Perundungan di Sekolah dan Tanggung Jawab Sistemik
Oleh. Siti Nur Faridah, S.K.M
(Tenaga Kesehatan)
SSCQMedia.Com—Sekolah mestinya menjadi tempat mendidik generasi dengan akhlak mulia, tempat menimba ilmu dan membentuk karakter positif. Namun realitasnya justru memprihatinkan. Kita kembali dihadapkan pada berbagai kasus perundungan (bullying) di lingkungan sekolah, bahkan sampai pada bentuk kekerasan fisik dan psikologis yang mengarah pada tindakan kriminal.

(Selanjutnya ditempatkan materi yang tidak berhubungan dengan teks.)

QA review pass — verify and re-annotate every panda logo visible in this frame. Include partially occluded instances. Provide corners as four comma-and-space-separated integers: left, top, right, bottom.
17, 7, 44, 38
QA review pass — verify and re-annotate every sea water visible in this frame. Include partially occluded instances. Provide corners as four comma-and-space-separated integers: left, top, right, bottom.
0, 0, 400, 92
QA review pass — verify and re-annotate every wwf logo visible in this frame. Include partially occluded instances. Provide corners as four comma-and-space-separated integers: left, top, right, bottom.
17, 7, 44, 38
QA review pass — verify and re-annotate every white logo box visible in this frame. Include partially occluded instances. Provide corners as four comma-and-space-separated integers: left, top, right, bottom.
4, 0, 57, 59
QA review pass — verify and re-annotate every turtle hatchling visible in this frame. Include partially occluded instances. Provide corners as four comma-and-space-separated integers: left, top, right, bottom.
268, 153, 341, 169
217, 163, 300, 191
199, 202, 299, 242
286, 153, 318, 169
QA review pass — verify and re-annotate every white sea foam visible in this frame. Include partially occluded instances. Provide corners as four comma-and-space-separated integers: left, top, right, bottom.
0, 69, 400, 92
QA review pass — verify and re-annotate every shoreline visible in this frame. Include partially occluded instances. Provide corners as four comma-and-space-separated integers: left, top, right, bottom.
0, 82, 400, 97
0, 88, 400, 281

Beberapa waktu lalu, publik dikejutkan dengan kasus seorang siswa SMP di Bandung yang mengalami trauma berat akibat dipukuli dan dirundung oleh teman-temannya sendiri (kompas.com, 10-6-2025).
Dalam laporan lain, ada siswa yang diceburkan ke sumur hanya karena menolak minum tuak. Ironisnya, pelaku bukan orang asing, tapi rekan sebaya. (cnnindonesia.com, 26-6-2025).
Ini bukan sekadar insiden terpisah, melainkan fenomena sosial yang berulang dan makin marak dari tahun ke tahun. Lantas, apa yang sebenarnya terjadi pada generasi kita?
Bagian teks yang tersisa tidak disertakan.